ODYSSEY presented at ‘Annual Conference of the International Society for Clinical Biostatistics’ in Leuven, Belgium
We are pleased to report that a presentation from the ODYSSEY team at MRC CTU at UCL was well received at the 40th Annual Conference of the International Society for Clinical Biostatistics in Leuven, Belgium (14 – 18 July 2019). Rebecca Turner delivered the following talk as part of the Bayesian clinical trials session on Tuesday morning (16 July).
“Analysing small groups within clinical trials, while borrowing information from larger groups”
Rebecca Turner, Ian White, ODYSSEY trial team, IMPART trial team
MRC Clinical Trials Unit, UCL, London, UK
This work is motivated by the need to estimate a treatment effect in small distinct groups of patients in whom recruitment is difficult. These groups lack power to detect a treatment effect, but there is strong justification for borrowing information from a larger patient group within the same trial, while allowing for differences between populations.

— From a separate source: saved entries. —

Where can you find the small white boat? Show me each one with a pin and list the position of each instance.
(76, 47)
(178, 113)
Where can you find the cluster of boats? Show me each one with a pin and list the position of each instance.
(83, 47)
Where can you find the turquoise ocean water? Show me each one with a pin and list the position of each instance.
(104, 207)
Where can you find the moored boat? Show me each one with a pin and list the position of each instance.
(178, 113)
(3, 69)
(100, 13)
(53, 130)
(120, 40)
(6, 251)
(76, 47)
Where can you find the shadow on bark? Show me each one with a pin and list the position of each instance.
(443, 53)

To propose methods for eliciting expert opinions about the differences in treatment effect between patient populations, and to incorporate these opinions into a Bayesian analysis.

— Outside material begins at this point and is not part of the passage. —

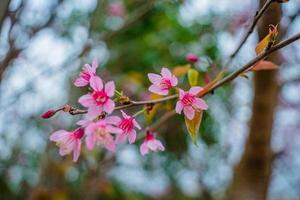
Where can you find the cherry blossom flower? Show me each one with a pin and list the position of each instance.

We use bias parameters to model the relationship between underlying treatment effects across patient populations. In a Bayesian analysis, we choose informative rather than vague prior distributions for the bias parameters, since these are poorly informed by the data. Clinical opinion to inform the prior distributions is elicited from experts and feedback is given using a specially designed spreadsheet to demonstrate the impact of particular beliefs on the relative weights assigned to different groups in the analysis.
Our methods are applied to two example clinical trials. The first trial was designed to compare antiretroviral therapy regimens in HIV-infected children weighing 14kg or more, but includes an additional small group of lighter (younger) children, in whom the treatment effect will be estimated separately. Clinical opinion has been elicited from experts, and has demonstrated that substantial borrowing is supported. Preliminary findings suggest that data from the older children (forming 92% of the sample) should be given 81% of the weight in analysis of the treatment effect in younger children. In addition, we discuss the implications of our methods for design of a basket trial evaluating the effect of one treatment on related cancers in six different sites in the body. Two of the sites represent common cancers, for which a large number of participants can be recruited, while four of the sites represent rare cancers.
Borrowing information from larger groups can facilitate estimation of treatment effects in small patient groups for which recruitment is difficult. Informative prior distributions for bias parameters are required and can be informed by expert opinion or external data.